Но Главный уже смотрел на Розена с нескрываемым интересом.

– Удачный поворот сюжета, Герман! Я думаю, если пустить такой слух, деятельность братства будет надёжно защищена от пересудов.

– Да дешёвый какой-то сюжетный ход! – попытался образумить Главного Гранин. – Для самого низкопробного мыла!

– Но люди с жадностью смакуют именно такие истории, Пётр Яковлевич. Так что Герман прав. – Главный с уважением глядел теперь на Розена. – А давайте вас спешно поженим! – вдохновился он. – Пусть все думают, что я хочу из Конторы вас сплавить, чтобы вы сыночке своей любовью глаза не мозолили и не заставляли его страдать от безответной страсти к Герману Розену!

– Семёныч, ты спятил? – огорчился Пётр Яковлевич. – Я не позволю превратить свою свадьбу в фарс.

– Зато все расходы за счёт Конторы! Подумай, Пётр Яковлевич, – замурлыкал вкрадчиво Главный.

– Нет.

– Ох, и упрямый же он у нас с вами, Герман Львович! – умилился Иван Семёнович. – Правда, у вас как-то получается его уговаривать. Может, попробуете?

– Я сказал, нет! – вышел из себя Гранин. – Герман, не смей даже заговаривать об этом!

– Хорошо, Петенька, не буду, – елейно запричитал Розен. Придвинулся сразу поближе, обнял Петра Яковлевича за плечи и волосы на виске пальчиками пригладил.

Гранин и сам ревниво обнял Германа за талию и к себе притянул. И какого чёрта здесь находится кто-то третий? Попросить, что ли, Главного погулять где-нибудь полчасика? Правда, диван здесь не очень удобный – кожаный. В одежде по нему скользишь, без одежды к обивке прилипаешь.

– Ты лучше скажи мне, Семёныч, – мрачно заговорил Пётр Яковлевич, выписывая пальцами по германовой спине страстные иероглифы под пиджаком, – как ваше братство с конторской реальностью стыкуется? Я никак не могу понять, как, зная, что настройка всегда привязана к телу и потому становится в конце концов препятствием для дальнейшего развития, как можно бессмертия физического тела хотеть?
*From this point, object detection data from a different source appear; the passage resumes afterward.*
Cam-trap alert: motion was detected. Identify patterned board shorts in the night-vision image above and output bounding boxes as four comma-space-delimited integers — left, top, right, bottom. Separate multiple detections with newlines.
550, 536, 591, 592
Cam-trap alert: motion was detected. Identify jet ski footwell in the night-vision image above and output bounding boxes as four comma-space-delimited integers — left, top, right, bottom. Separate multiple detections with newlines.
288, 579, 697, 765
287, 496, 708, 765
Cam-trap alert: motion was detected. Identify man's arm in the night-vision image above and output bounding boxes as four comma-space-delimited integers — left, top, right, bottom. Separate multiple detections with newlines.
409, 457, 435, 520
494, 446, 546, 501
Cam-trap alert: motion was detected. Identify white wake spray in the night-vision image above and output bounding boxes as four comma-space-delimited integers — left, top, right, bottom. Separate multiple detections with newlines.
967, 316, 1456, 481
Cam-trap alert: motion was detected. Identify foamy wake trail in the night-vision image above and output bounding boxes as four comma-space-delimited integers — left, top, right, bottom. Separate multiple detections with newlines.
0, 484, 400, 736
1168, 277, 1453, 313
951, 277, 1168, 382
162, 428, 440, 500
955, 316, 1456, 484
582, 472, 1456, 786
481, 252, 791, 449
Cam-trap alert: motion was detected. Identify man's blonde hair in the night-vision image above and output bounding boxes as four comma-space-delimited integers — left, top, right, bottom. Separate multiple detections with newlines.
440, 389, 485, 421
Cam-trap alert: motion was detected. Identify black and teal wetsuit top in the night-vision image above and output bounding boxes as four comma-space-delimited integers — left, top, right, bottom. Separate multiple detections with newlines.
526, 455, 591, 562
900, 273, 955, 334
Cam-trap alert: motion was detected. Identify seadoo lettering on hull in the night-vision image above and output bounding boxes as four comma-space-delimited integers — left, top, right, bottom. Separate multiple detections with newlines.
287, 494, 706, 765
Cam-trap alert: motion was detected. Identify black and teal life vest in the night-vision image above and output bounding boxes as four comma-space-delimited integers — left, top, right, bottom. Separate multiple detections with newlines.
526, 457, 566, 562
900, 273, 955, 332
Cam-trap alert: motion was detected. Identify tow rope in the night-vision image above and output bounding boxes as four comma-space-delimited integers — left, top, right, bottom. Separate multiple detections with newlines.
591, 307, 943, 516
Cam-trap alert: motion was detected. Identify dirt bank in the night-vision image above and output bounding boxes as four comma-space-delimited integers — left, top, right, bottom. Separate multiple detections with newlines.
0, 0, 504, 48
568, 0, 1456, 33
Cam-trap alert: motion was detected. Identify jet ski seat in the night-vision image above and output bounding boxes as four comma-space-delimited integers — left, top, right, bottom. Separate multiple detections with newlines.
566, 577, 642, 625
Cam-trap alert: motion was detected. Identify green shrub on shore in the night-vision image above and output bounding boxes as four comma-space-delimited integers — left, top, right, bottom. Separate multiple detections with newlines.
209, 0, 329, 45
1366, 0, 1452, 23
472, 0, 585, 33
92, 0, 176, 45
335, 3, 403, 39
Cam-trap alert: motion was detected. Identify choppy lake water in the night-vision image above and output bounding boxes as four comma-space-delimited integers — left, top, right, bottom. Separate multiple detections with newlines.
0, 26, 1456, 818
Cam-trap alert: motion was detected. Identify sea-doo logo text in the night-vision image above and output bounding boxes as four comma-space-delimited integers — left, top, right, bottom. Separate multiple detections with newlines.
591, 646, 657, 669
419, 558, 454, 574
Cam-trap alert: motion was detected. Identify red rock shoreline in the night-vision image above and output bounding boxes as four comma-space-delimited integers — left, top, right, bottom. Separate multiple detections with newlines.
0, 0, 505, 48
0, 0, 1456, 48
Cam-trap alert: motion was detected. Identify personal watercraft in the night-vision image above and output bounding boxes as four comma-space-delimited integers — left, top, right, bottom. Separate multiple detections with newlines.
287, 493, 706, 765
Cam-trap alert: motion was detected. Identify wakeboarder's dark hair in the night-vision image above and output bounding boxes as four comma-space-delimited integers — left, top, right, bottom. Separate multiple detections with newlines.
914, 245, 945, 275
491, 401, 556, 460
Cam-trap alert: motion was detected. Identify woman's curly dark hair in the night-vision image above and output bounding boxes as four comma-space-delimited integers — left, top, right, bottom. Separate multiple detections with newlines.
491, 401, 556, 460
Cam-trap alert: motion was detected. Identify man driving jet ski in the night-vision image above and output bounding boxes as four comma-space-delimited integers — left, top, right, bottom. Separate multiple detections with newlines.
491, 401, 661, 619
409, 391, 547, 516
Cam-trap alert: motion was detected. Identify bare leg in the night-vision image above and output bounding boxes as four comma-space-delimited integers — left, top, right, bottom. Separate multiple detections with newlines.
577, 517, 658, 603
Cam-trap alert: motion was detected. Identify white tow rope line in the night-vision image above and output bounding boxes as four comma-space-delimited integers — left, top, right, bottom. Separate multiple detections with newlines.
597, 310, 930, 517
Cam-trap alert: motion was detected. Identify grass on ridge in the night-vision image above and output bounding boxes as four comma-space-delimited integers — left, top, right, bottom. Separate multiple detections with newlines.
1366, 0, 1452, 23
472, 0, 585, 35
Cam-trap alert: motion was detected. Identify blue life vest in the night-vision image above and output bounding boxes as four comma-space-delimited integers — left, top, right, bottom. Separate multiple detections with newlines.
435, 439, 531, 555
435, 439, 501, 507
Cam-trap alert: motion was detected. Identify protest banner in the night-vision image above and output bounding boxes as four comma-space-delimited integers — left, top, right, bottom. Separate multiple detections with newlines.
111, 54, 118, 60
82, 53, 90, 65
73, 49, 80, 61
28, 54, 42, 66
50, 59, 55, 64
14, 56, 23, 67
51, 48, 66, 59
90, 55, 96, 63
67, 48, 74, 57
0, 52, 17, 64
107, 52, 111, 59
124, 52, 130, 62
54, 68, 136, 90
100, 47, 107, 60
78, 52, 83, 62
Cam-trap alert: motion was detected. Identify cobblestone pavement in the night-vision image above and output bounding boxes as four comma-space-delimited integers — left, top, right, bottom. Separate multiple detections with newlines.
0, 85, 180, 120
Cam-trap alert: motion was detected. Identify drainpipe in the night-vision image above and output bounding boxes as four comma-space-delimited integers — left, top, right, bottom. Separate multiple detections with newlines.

Главный вежливо удивился. Откинулся в кресле, жилет одёрнул, пальцы домиком перед собой сложил.

– Речь идёт не о бесконечном существовании чьей-то несовершенной физической оболочки, а о трансформации материальности, – охотно пояснил он. – Ты сам прошлый раз такие тексты хорошие об этом писал. Почему ты теперь спрашиваешь?

– Я не об этом писал!

– Неужели? – нахмурился Главный. – «Она ждёт»… Чего, Пётр Яковлевич? Что для материи смерть, когда она сама – жизнь? Когда она эту жизнь даёт? Облекает плотью наши желания, делает их живыми. Поток жизни, который проходит через неё, дарует ей полноту бытия, но покой не делает её мёртвой. Так что же для материи смерть? Непроявленность? Нет. Неосознанность? Тоже нет.

– Я, кажется, начинаю понимать, – сухо откликнулся Пётр Яковлевич. – Если Она, по вашим понятиям, и есть само бессмертие, значит, вы хотите научиться ею манипулировать? Тем более странно, почему вы с нами вместе.

– Потому что нам пока по пути, – любезно улыбнулся Главный. – И если ты попробуешь озвучить ещё какую-нибудь оригинальную версию, которая, как я вижу, уже зародилась в твоём заточенном под расследование мозгу, ты просто отсюда не выйдешь. И Розен тоже.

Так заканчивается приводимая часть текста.